Auf ihre zehnte Platte und die erste seit 2022 haben sie neun neue Songs gepackt. Und tatsächlich jeder einzelne ist einer für einen schönen Abend. Für schöne Momente, den richtigen Augenblick. Songs, die so viel Soul haben, Intensität und dieses viel zu viel genutzte Wort Tiefe. Hier passt es total.
Es ist nicht nur die Stimme von Greg Dulli, die so berührt. Es ist wieder einmal das Ganze, die Kunst, die Vielfalt. Die Tiefe. Smarter und schöner, eindringlicher und berührender kann man Alternative Rock einfach nicht spielen. Auch heute nicht.
Heute machen The Afghan Whigs, was sie möchten. Zum Beispiel eine Ballade wie “Mariah Luster”, die gleichzeitig sanft und opulent ist, verspielt und verzaubernd.

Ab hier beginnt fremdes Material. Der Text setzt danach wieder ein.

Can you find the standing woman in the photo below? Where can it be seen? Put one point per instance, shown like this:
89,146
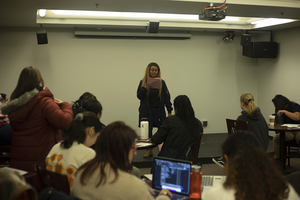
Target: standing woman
36,119
153,101
257,123
290,112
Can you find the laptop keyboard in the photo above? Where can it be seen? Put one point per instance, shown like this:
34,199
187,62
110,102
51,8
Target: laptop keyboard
207,181
174,197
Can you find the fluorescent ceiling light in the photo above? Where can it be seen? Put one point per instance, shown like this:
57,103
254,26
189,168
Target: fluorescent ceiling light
271,22
125,14
139,19
42,12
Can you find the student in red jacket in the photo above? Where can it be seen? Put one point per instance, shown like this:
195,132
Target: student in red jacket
36,118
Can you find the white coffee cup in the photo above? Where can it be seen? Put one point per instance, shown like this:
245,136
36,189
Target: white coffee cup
271,119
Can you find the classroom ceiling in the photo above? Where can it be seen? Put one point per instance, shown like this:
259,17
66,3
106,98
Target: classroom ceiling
22,13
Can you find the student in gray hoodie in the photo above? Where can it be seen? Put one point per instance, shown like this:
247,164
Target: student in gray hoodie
257,123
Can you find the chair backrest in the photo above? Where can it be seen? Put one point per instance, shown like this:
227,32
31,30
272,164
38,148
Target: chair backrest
234,125
47,178
193,155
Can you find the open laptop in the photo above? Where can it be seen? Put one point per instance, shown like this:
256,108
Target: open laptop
173,175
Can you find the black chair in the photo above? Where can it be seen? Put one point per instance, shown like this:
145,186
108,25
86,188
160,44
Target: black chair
193,155
47,178
233,125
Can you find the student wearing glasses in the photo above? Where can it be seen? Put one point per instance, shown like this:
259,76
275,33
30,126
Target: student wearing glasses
153,101
106,176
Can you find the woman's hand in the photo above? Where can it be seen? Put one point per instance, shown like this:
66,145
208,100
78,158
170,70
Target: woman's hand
279,112
166,192
57,101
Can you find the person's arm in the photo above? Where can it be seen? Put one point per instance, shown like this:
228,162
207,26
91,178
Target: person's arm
167,99
294,116
141,91
162,133
57,113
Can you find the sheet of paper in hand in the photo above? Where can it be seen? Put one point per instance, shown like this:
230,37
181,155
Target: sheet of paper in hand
154,82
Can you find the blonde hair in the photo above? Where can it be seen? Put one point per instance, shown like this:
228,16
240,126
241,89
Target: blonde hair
147,74
248,100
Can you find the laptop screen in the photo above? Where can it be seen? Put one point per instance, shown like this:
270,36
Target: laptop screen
171,174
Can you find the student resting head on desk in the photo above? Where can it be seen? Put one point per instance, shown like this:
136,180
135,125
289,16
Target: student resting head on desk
251,174
106,176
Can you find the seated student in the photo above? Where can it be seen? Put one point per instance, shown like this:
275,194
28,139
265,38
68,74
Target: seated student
77,105
178,132
67,156
36,118
251,174
290,112
5,127
14,187
106,176
257,123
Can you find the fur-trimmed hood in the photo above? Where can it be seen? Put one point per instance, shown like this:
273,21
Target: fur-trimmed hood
18,102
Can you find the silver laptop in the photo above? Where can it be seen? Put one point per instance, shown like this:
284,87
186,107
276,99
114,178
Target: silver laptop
173,175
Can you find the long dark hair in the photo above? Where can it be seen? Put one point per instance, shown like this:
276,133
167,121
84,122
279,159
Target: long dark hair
112,147
76,129
281,102
251,172
183,108
29,79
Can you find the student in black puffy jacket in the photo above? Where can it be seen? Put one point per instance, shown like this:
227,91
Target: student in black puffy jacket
179,131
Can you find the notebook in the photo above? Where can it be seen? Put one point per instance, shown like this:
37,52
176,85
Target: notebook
209,182
173,175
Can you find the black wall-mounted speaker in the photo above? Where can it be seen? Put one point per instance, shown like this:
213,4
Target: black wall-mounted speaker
246,40
261,50
153,27
42,38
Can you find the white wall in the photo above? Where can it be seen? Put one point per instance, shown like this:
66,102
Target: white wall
213,73
281,75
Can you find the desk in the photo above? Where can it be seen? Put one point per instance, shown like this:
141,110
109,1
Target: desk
144,144
282,130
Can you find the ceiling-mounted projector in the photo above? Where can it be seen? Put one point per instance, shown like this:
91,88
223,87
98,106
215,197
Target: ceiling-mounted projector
212,14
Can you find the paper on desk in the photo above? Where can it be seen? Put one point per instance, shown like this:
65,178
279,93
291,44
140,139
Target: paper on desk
21,172
292,125
154,82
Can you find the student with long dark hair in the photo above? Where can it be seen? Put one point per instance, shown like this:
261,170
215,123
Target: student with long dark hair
153,101
67,156
106,176
290,113
37,119
179,131
251,173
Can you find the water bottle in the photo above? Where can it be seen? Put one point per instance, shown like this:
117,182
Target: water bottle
144,126
195,183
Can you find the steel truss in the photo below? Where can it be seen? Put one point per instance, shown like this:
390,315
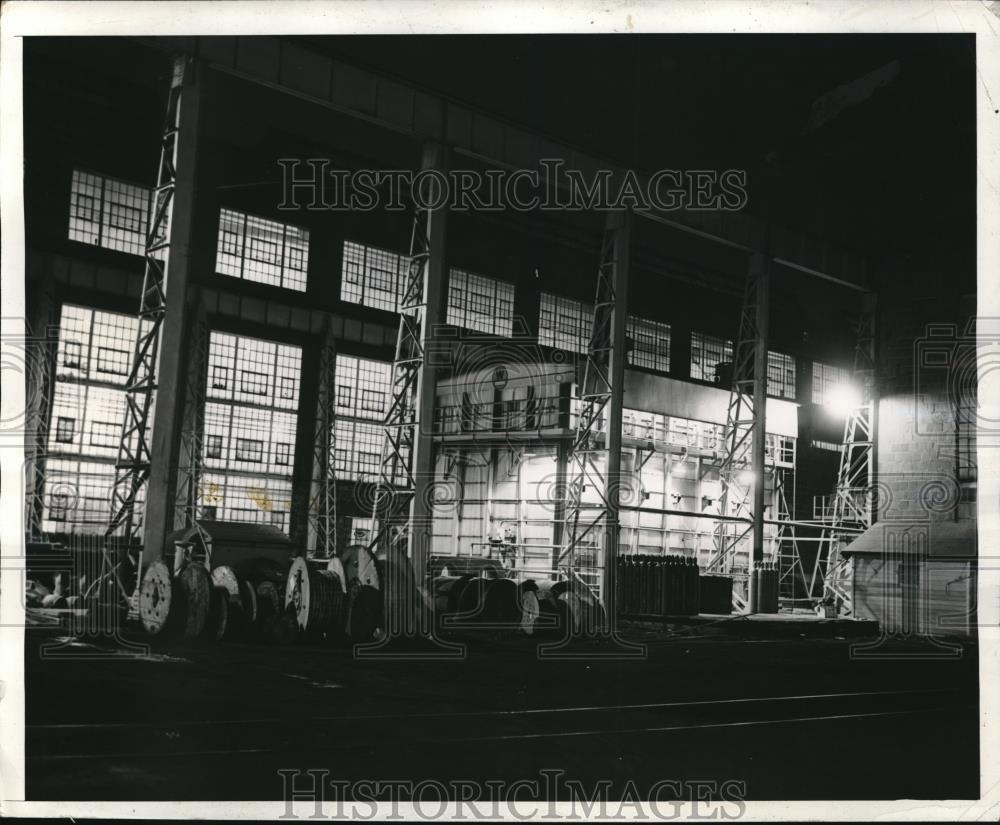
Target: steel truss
589,454
193,431
854,498
742,467
323,509
133,463
39,362
396,482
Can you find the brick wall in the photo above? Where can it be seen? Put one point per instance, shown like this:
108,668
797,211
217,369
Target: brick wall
924,354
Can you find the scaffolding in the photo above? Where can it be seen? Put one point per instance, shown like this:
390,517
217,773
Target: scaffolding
323,509
594,455
741,472
133,463
854,506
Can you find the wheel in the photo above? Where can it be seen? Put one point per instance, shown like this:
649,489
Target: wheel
156,594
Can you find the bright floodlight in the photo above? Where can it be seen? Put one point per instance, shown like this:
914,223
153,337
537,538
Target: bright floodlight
843,398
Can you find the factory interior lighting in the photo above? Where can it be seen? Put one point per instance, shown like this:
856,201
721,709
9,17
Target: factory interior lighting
843,398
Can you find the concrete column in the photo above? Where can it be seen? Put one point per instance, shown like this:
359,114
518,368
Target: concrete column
435,290
620,223
161,489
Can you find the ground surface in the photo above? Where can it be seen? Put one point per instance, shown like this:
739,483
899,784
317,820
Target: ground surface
792,718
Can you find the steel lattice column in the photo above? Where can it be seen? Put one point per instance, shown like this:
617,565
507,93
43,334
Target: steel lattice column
854,498
323,507
741,472
594,459
402,506
187,509
156,374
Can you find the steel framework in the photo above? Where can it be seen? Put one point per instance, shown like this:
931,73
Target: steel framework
854,506
591,461
324,505
741,472
39,363
193,431
396,482
133,464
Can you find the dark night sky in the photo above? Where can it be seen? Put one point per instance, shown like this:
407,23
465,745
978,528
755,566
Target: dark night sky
892,176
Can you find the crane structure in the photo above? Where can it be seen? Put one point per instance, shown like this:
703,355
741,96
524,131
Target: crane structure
742,470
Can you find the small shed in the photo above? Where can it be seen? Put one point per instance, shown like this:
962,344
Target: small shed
917,577
233,542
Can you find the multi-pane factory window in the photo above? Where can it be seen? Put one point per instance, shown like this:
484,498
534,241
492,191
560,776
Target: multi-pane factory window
780,375
88,409
108,212
564,323
363,397
479,303
826,380
251,409
707,352
261,250
650,343
373,277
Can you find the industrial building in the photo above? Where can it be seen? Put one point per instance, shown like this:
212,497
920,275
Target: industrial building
571,398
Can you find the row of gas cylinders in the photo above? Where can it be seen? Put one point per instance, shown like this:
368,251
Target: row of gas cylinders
657,586
764,593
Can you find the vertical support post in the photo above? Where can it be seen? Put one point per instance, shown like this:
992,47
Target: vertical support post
620,224
169,377
435,287
759,429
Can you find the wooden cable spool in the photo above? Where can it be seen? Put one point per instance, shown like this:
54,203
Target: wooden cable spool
193,591
313,595
156,594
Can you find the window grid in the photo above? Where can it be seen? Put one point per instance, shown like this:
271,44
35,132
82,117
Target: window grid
564,323
373,277
362,400
261,250
650,343
478,303
780,375
826,377
108,212
93,356
708,351
250,424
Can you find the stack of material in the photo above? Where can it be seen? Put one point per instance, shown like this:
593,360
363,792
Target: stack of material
657,586
765,590
716,594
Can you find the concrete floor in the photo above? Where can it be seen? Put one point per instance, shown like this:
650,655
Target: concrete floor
792,718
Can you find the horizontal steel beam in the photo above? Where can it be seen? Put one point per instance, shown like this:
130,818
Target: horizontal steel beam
310,75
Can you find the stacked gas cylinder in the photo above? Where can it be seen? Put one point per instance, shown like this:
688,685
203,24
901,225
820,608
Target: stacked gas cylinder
657,586
765,589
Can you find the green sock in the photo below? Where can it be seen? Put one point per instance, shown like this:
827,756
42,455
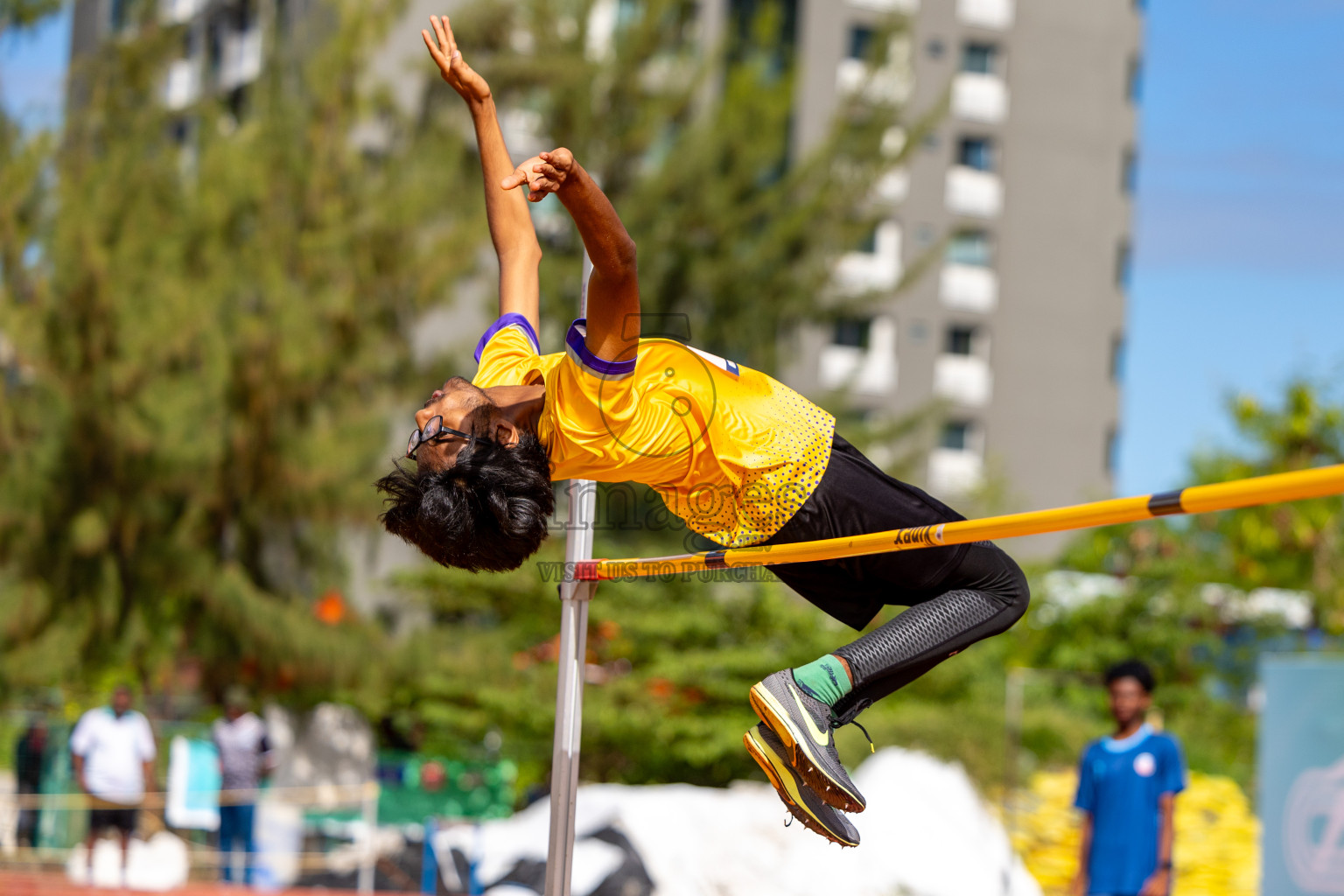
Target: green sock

Sie lieben auch weiter den Kitsch und lassen “The Deepest Part Of The Darkest Shadow” trotzdem klasse klingen. Sie spielen mit Groove und Kraft, mit Streichern, Pop und Bläsern, mit ihrer eigenen Geschichte, aber immer mit dem Blick nach vorne. Ohne zu wissen, wie weit es noch geht.
“Soft Control” von The Afghan Whigs erscheint auf BMG/Universal.